Absolutely. Every route is a world-class citywalk regardless of dietary preferences. The vegan dining options are highlights within broader cultural experiences — temple visits, hutong exploration, lakeside walks, and historic architecture. Traveling companions who aren't vegan will find these neighborhoods have excellent food of all kinds. The Buddhist vegetarian restaurants in particular serve cuisine that transcends dietary labels.
Budget-friendly meals (temple buffets, street food, casual restaurants) range from ¥15–80 per person across all five cities. Dali is the cheapest — you can eat three meals for under ¥100 total. Mid-range options (modern vegan restaurants, specialty cafés) cost ¥80–200 per person. Fine dining (Fu He Hui in Shanghai, King's Joy in Beijing, Mi Xun in Chengdu) runs ¥400–800+ per person. A full citywalk day with 2–3 food stops at mixed price points typically costs ¥150–300 per person.

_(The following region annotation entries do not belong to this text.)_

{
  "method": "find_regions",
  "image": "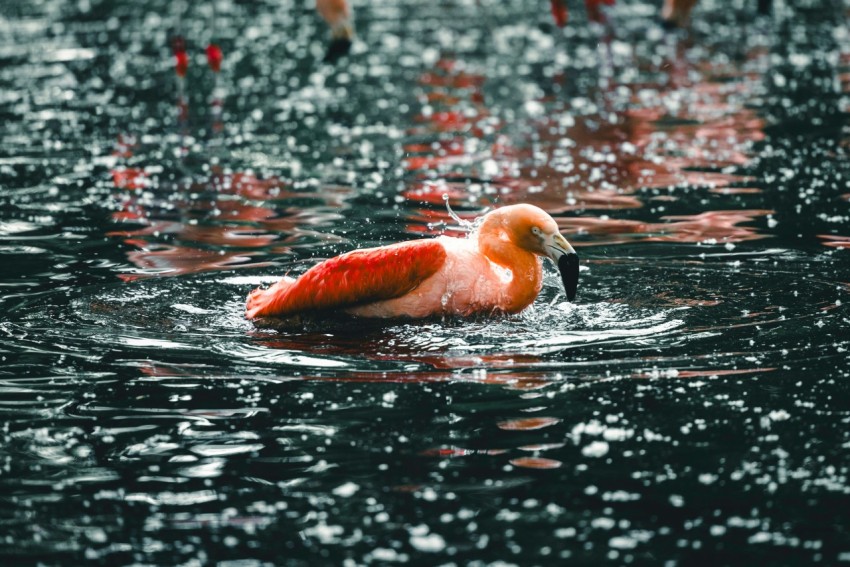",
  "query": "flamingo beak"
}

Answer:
[544,233,578,301]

Yes — China's high-speed rail network makes multi-city citywalk trips very practical. Shanghai to Hangzhou is only 45 minutes by bullet train. Beijing to Shanghai is 4.5 hours. Chengdu to Dali requires a flight (2 hours) or a scenic but long train ride. A recommended 10-day itinerary: Shanghai (2 days) → Hangzhou (1 day, train) → fly to Chengdu (2 days) → fly to Dali (2 days) → fly to Beijing (2 days). Budget ¥3,000–5,000 for intercity transport.